V. Open source, edge inference, and local running are not side issues—they’re part of the AI competitive landscape
Marc Andreessen is clear that open source is very important—not only because it’s free, but because it “lets the whole world learn how it gets done.”
In his narration, describing open-source releases like DeepSeek as a “gift to the world” is because code + paper spread knowledge quickly, raising the industry’s overall baseline.
In his narrative, open source is not only a technical choice; it may also be a kind of geopolitical and market strategy. Different countries and companies may adopt different openness strategies based on their own commercial constraints and influence objectives.
At the same time, he emphasizes the importance of edge inference (“Edge inference”): in the next few years, centralized inference costs may not necessarily be low enough, and many consumer-level applications can’t afford long-term high-cost cloud inference.
He mentions a recurring pattern: models that seem “impossible to run on a PC” today often can, after a few months, actually run on local machines.
Besides cost, local running is also driven by trust, privacy, latency, and use-case fit: wearables, door locks, and on-the-go devices are all more suitable for low-latency, on-site inference.
His judgment is very direct: almost anything that comes with chips in the future may carry an AI model.
VI. The real hard problem of AI isn’t only model capability—it’s safety, identity, money flows, organizational and institutional resistance
On safety, his view is sharp: almost all potential security bugs will be easier to discover, and in the short term there could be a stretch of “catastrophic computer security disasters.”

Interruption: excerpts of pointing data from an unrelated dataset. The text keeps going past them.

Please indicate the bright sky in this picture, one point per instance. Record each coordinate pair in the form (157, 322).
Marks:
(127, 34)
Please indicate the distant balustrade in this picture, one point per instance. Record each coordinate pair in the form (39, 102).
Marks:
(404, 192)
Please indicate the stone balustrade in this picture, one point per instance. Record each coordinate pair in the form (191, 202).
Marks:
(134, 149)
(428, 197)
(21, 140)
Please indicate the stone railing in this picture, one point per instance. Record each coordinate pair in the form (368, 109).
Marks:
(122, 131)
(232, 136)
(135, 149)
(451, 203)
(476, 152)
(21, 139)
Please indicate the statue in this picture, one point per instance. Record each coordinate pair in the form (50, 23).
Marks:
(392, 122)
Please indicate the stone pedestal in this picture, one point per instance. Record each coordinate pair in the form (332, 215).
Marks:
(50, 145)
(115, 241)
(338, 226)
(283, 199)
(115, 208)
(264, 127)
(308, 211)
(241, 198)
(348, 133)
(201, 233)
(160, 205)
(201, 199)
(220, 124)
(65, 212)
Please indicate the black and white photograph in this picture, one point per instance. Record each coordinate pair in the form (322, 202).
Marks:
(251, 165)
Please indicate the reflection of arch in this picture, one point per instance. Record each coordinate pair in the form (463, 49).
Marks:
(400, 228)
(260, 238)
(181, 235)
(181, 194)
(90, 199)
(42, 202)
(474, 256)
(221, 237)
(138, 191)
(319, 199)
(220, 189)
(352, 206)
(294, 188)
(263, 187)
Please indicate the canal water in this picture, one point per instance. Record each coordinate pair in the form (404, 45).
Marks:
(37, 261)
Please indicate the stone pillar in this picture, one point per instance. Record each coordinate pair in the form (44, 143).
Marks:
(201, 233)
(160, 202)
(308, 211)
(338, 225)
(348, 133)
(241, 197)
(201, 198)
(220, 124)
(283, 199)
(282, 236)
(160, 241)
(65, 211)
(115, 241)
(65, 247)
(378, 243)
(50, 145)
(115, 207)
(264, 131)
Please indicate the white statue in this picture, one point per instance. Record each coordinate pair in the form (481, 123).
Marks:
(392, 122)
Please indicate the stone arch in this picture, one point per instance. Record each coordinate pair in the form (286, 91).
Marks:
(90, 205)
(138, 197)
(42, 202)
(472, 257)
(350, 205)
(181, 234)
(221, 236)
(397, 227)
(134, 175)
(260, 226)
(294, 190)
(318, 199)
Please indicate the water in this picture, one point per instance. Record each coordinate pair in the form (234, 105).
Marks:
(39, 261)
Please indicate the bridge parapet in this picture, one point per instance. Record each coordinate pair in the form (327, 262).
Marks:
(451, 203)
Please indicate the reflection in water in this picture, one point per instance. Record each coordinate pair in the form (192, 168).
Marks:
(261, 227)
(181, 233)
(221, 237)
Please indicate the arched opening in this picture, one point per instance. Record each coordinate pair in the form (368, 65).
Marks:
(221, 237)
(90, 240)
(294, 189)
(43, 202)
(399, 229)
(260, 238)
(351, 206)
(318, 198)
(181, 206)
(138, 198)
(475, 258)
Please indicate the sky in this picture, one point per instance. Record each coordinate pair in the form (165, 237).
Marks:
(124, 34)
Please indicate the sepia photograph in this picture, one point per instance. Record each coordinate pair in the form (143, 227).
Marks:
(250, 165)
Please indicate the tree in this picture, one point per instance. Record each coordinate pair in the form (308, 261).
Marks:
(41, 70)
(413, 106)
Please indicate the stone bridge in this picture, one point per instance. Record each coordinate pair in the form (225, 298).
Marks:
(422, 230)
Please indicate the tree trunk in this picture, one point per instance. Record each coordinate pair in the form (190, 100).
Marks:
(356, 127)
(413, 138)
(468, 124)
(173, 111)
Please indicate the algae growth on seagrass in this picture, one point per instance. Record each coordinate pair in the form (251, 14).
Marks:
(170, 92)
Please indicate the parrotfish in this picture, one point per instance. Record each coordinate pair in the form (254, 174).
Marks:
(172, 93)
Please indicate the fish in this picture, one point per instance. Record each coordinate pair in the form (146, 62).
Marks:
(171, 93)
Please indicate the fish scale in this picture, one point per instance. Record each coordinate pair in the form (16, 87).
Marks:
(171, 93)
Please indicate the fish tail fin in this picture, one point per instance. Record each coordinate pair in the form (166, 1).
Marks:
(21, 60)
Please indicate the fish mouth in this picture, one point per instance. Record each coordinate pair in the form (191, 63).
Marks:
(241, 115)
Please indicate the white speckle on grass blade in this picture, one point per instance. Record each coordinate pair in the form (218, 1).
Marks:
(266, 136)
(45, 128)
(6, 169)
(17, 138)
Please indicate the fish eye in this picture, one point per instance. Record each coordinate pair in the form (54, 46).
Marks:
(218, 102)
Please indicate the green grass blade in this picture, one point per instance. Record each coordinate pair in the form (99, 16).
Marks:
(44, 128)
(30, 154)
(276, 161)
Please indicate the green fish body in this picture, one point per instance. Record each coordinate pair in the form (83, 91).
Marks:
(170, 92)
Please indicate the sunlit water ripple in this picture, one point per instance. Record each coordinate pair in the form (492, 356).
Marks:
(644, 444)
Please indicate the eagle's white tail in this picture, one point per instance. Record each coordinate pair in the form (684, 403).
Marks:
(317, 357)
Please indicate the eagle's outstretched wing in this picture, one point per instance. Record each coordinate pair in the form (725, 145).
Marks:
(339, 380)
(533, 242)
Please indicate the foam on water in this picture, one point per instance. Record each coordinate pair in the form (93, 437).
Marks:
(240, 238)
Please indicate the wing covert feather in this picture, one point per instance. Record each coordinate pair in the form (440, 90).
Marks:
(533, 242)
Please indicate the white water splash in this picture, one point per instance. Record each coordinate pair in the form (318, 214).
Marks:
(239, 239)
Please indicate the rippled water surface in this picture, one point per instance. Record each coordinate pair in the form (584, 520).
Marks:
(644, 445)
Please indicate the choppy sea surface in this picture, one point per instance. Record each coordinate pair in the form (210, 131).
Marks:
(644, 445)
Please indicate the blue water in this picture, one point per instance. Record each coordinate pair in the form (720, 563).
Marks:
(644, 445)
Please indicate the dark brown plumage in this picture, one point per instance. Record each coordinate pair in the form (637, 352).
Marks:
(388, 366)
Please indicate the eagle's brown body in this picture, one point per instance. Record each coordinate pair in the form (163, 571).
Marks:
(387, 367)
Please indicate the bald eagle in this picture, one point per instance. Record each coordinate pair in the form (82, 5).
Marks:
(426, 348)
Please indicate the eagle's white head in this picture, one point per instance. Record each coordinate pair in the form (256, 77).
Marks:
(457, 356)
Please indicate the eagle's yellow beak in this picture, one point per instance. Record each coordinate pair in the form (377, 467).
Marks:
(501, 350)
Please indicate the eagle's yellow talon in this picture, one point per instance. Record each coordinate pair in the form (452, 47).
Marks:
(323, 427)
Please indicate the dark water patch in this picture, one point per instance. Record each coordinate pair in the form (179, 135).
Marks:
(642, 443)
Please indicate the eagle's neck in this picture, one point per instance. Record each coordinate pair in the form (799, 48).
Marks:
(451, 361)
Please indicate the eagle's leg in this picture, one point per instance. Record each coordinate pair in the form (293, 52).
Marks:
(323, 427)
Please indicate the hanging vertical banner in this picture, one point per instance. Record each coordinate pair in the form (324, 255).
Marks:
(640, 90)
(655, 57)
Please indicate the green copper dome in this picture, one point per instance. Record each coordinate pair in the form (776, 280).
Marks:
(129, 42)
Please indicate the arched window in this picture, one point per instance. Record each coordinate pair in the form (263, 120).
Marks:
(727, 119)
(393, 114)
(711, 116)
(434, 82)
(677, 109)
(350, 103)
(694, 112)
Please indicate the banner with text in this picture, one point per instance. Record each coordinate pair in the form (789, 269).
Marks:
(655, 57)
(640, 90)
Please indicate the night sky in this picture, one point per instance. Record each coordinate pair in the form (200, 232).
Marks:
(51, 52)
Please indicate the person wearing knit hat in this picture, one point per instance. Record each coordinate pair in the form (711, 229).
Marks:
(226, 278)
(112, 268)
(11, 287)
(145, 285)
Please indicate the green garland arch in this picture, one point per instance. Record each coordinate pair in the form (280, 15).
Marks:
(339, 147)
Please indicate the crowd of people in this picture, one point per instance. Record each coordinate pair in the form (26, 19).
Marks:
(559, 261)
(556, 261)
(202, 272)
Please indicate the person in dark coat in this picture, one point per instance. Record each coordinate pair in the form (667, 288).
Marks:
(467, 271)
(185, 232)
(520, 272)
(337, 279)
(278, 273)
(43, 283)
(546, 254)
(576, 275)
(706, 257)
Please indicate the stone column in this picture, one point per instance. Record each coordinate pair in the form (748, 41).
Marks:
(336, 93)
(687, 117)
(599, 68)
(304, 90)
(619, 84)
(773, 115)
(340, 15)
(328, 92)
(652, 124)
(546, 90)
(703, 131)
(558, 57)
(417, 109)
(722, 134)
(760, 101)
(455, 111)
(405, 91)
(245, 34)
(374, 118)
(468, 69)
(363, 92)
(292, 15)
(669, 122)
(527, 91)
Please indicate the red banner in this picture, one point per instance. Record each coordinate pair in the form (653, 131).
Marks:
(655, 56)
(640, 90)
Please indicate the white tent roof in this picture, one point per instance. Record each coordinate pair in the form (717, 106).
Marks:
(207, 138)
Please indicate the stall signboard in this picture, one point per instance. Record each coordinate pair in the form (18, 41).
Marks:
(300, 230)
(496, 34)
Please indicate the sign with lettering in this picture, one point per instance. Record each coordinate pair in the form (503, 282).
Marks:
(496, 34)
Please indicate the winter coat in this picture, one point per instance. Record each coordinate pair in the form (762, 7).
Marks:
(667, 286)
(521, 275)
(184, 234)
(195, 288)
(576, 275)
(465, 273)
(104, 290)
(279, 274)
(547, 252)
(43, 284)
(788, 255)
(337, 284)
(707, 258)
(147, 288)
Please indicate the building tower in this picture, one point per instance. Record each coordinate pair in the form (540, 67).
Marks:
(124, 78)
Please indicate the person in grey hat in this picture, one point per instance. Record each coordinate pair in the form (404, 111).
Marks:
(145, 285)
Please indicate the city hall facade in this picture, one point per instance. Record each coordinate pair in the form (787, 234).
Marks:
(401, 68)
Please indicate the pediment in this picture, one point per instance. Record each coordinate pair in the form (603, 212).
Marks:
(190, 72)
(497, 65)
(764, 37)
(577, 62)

But he also believes that programming agents will scale the capability to patch vulnerabilities; in the future, the way to “protect software” may be to have bots scan and fix it.
On identity, he believes “proof of bot” is not feasible because bots will become increasingly powerful. The truly feasible direction is “proof of human,” meaning a combination of biometrics, cryptographic verification, and selective disclosure.
He also talks about an issue that’s often overlooked: if agents really need to handle real-world matters, they will ultimately need money and payment capability, and even some form of banking account, card, or stablecoin-style infrastructure. On the organizational level, he borrows the framework of managerial capitalism, and believes AI could re-strengthen founder-led companies, because bots are very good at reporting, coordinating, paperwork, and a large amount of “managerial work.”
But he doesn’t think society will smoothly and quickly accept AI. He cites examples such as professional licenses, unions, dockworker strikes, government departments, K-12 education, healthcare, etc., to show that in the real world there are many institutional “speed reducers.”
His judgment is that both AI utopians and doomsayers tend to overlook one thing: once technology becomes possible, it doesn’t mean all 8 billion people will immediately change along with it.